No segundo trimestre, os desdobramentos da pandemia e a guerra de preços no petróleo afetaram a relação entre oferta e demanda global, resultando em forte queda dos preços da gasolina e do diesel em abril, com recuperação em maio e junho. Os preços do etanol também se desvalorizaram em abril, com a demanda afetada pelas medidas de distanciamento social.

Privatização do refino

A privatização de 50% da capacidade de refino no Brasil, que está concentrada nas mãos da Petrobras, traz ganho para todos e as grandes distribuidoras de combustíveis tendem a se beneficiar porque têm escala e capacidade de garantir a compra de volumes elevados no longo prazo, na avaliação do presidente do grupo Ultra.

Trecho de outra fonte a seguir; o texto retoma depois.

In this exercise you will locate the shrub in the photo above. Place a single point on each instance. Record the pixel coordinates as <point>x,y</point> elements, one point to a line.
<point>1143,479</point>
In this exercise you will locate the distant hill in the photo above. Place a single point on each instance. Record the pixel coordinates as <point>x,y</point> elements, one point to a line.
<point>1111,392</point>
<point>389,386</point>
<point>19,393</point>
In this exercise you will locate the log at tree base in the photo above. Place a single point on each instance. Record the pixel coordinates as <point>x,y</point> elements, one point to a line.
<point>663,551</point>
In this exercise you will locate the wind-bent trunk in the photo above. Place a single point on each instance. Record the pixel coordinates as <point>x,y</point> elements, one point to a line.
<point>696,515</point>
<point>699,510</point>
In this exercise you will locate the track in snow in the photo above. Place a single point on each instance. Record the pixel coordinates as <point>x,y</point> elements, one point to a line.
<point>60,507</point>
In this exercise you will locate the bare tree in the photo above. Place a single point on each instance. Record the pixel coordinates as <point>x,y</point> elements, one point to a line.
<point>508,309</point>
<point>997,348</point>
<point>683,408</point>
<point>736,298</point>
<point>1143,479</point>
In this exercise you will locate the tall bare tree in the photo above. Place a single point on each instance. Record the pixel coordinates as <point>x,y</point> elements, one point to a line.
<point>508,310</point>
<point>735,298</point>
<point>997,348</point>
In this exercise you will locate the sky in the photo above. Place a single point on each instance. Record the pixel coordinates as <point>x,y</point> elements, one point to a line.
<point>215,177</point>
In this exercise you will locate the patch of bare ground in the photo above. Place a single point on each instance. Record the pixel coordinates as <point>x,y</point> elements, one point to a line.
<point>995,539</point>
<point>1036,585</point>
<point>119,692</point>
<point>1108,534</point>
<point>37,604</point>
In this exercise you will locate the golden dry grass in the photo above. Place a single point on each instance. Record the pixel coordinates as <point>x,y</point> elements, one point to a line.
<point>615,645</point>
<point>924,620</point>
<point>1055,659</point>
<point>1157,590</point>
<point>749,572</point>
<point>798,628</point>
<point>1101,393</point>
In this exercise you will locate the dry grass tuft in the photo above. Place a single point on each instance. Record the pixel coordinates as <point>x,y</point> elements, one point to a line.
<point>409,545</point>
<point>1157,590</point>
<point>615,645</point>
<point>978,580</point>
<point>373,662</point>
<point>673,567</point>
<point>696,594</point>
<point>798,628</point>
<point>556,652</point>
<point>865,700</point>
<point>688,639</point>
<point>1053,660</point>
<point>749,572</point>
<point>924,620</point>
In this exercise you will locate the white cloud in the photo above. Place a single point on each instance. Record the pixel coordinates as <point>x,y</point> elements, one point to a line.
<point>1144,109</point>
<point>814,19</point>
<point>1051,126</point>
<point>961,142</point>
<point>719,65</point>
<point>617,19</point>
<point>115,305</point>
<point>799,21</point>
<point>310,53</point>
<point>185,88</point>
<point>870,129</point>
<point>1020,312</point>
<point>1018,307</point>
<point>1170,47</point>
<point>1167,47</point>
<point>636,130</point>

“Vemos um enorme benefício para todo mundo”, disse Curado. “Independentemente de sinergias, a Ipiranga e demais distribuidoras irão se beneficiar desse movimento.”

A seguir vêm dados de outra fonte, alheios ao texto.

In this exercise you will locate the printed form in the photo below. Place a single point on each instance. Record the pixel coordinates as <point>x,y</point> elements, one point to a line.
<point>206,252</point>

Mas ainda é cedo para discutir mais detalhadamente o processo de privatização em si e seus efeitos, porque ele tende a ser longo, observou o diretor financeiro e de relações com investidores do Ultra. “O processo de privatização vai obviamente mudar a relação entre produtor e consumidor de derivados, mas isso vai acontecer ao longo do tempo”, comentou Pires.

Ultragaz

Segundo a direção da holding, para a Ultragaz, distribuidora de GLP do grupo Ultra, a expectativa é de recuperação nos volumes de venda no segmento a granel e manutenção do desempenho positivo no envasado, que cresceu 8% no segundo trimestre. Diante disso, comentou Pires, a previsão é a de “continuidade de resultados sólidos e consistentes”.

Ultracargo

Na Ultracargo, de armazenamento de granéis líquidos, a tendência, apesar dos impactos da crise, é de estabilidade no uso da tancagem disponível e recuperação gradual da movimentação ao longo do segundo semestre. “O foco permanece em expansões de capacidade e aumento também nos portos nos quais a Ultracargo já atua”, afirmou.

Oxiteno

Para a Oxiteno, de especialidades químicas, a perspectiva é de manutenção do volume de venda nos segmentos que tiveram desempenho positivo no auge da crise, como agronegócio e higiene e limpeza, e recuperação gradual naqueles que foram mais afetados, sobretudo o de tintas.

“O câmbio mais ‘ramp up’ da fábrica de Pasadena trazem a perspectiva de crescimento do Ebitda [resultado antes de juros, impostos, depreciação e amortização] em relação ao ano passado”, disse Pires.

Extrafarma

Por fim, na rede de varejo farmacêutico Extrafarma, todas as lojas estão operando normalmente e as vendas de medicamento permanecem fortes, apesar do menor fluxo de clientes, o que desenha uma tendência de melhora dos resultados recorrentes na comparação com o ano passado.